In the context of Big Data, the last mile refers to collecting the final pockets of enterprise information so that data capture is, for all intents and purposes, comprehensive. Unless the last mile is completed, Big Data doesn’t truly live up to its name; analytics ca
n’t realize its full potential and reporting is hard pressed to meet management expectations. For all the hype and attention around data, analytics and advanced reporting, it’s tempting to assume addressing and managing this key last mile issue has been taken care of. In fact, that’s not the case. Integrating isolated pools of company information into enterprise data capture has remained a difficult challenge with no easy solution – until now. Robotic process automation (RPA) technology, particularly in light of recent innovations, has the unique combination of features, capabilities, and benefits to complete the last mile quickly and effectively.
The prerequisites for effective data capture are a common data model and centralized repositories. Of course, having centralized, standardized data also provides tremendous operational benefits – so companies have been striving towards that end for decades. Three major technologies: ERP, CRM and BPMS are all based upon those attributes, so the increasing adoption of those systems set the stage for today’s awareness and focus on data analytics. Unfortunately, significant obstacles remained.
One of those obstacles was the lingering presence of legacy systems. ERP, the first of the three technologies to emerge in the 90’s, delivered on its promise to deliver supply chain efficiencies through common data and standardized processes. However, the early generations gained a reputation for being time-consuming to deploy and expensive to customize during implementation. Since the alternative to customizing the software was to standardize operation processes, users pushed back and legacy systems quickly found legions of business champions.
Over time, ERP systems became more nimble and more specialized for industries and sub-industries. This led to increasingly larger implementation footprints and a bigger share of enterprise data and processes; all changes which were favorable to data capture and management. What these technological innovations could not address was the continual and significant level of mergers and acquisitions, all of which projected the winner’s technical & data architecture would absorb the acquired architecture. Unfortunately, most of the time that turned out not to be the case: “M&A failures are between 40-80 percent — with an inability to integrate systems one of the leading causes.” The result of these failed integrations was a corresponding failure to advance common enterprise data.
However the greatest limitation of ERP systems in the quest for common data is the law of diminishing returns. At a certain deployment point the cost of implementing the technology is no longer justified by the benefits it produces.

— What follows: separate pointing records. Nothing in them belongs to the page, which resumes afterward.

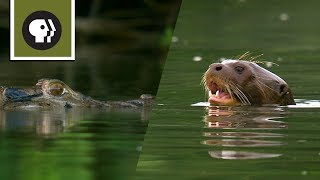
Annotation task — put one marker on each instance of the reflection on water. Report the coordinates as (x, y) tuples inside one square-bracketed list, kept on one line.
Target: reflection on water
[(240, 155), (251, 118), (49, 123)]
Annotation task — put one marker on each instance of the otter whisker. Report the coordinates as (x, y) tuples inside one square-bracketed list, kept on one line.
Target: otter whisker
[(242, 96), (246, 54)]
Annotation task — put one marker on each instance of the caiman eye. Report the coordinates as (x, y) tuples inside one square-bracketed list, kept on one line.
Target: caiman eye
[(239, 69), (56, 89)]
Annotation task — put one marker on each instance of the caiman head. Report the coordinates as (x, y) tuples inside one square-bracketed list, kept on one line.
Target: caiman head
[(46, 93)]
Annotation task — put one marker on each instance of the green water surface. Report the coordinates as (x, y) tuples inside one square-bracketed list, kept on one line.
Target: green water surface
[(287, 33)]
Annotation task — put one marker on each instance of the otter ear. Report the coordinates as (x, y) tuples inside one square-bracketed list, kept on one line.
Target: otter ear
[(283, 88)]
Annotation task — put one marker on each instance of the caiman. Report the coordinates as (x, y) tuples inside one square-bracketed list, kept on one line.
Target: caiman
[(53, 93)]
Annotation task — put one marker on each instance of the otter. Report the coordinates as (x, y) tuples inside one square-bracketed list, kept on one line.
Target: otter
[(242, 82), (53, 93)]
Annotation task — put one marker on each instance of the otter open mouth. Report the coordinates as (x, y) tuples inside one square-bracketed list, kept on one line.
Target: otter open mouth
[(219, 95)]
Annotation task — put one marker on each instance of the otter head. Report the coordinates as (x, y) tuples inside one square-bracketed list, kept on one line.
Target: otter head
[(238, 82)]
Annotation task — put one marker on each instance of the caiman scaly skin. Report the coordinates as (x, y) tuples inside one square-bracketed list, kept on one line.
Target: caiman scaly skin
[(53, 93)]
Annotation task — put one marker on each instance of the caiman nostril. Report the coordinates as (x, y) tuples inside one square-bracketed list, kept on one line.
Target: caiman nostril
[(218, 68)]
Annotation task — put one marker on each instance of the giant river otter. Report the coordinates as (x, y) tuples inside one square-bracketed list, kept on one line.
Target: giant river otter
[(53, 93), (241, 82)]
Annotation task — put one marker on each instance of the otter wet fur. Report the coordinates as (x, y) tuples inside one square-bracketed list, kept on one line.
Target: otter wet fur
[(243, 82)]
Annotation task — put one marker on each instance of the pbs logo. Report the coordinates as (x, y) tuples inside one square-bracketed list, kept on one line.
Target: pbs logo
[(41, 30)]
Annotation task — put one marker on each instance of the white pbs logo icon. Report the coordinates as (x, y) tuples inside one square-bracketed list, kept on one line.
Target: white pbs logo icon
[(39, 29)]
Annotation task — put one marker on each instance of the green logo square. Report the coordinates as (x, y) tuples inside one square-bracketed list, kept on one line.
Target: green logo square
[(42, 29)]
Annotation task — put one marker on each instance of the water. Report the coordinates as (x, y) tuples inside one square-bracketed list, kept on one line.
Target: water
[(119, 56), (187, 140)]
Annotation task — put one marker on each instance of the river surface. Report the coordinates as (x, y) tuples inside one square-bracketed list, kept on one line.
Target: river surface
[(186, 139)]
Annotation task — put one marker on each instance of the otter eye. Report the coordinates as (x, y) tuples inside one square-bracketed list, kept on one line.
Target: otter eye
[(239, 69), (56, 89)]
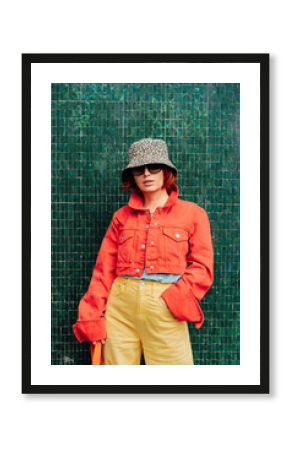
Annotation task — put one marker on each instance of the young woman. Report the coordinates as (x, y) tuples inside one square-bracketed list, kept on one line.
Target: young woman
[(154, 266)]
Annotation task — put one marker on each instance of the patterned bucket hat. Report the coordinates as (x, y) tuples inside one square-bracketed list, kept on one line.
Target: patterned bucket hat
[(147, 151)]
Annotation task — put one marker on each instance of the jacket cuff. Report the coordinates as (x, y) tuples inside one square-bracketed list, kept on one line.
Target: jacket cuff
[(90, 330), (184, 306)]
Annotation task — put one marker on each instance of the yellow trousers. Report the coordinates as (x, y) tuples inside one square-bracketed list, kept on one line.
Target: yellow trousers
[(138, 320)]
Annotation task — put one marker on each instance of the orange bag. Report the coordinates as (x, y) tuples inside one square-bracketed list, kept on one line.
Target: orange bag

That immutable law led to the emergence of business process management systems (BPMS). This software incorporated a rules engine and data repository to enable companies to automate smaller scale business processes than could be reasonably handled by an ERP system. Another ERP constraint, lengthy customization timelines, led many companies to deploy customer relationship management systems (CRM) for focused and flexible automation of their sales and marketing processes. By leveraging three technologies, companies are able to able to maximize their automation footprint, increase operational efficiencies and integrate data between the systems.
Yet even the larger automation footprint and three data repositories created by these systems did not eliminate the last mile of data. Again, the culprit was the law of diminishing returns. Even though BPMS requires a far less expensive investment than ERP, there is a point at which it makes no sense to use it in order to automate a small process. While these small manual processes are marginal in and of themselves, in the aggregate they represent significant operational costs and generate significant pools of isolated data.
These manual processes are a sweet spot for robotic process automation. Combining visual, intuitive, process modeling with presentation layer integration, RPA has a proven track record for quickly automating these processes, generating significant savings and enabling much higher performance levels and accuracy.
Recent innovations by leading vendors have brought enterprise capabilities to this software, along with an API which allows its robots to be integrated with other automation systems. By leveraging these enterprise features, a company can complete the final mile and capture both structured and unstructured data by creating an integrated automation footprint with ERP, CRM, BPMS and RPA. If such an integrated solution is not an immediate possibility, robotic software can still complete the final mile by pooling unstructured data in a specified location and in a standard format.
Typically, unstructured data is found in spreadsheets, PDFs, emails and scanned documents. This last mile data remains outside data capture because of the time required to clean, enrich and combine this information. Typically, groups of people use Excel to do this work, which can take days. However, because the most innovative robots are automated with .NET capabilities & VB expressions and functions, they can create, filter, merge, structure and analyze this isolated data. The end result is manual capture work that takes days is now accomplished in minutes.
Completing this last mile releases significant enterprise benefits. The most immediate is the enrichment and improved accuracy of management reporting. Without having to cover isolated data pockets with either assumptions or wait for manual capture, reports can now be timely and accurate. The full value of Big Data is achievable because large amounts of external data can now be integrated with high quality internal data to confidently drive decision-making with associated analytics. Finally, the company has the data quality levels necessary to begin pursuing revenues from data monetization, a tactic which will offset its own external data purchases.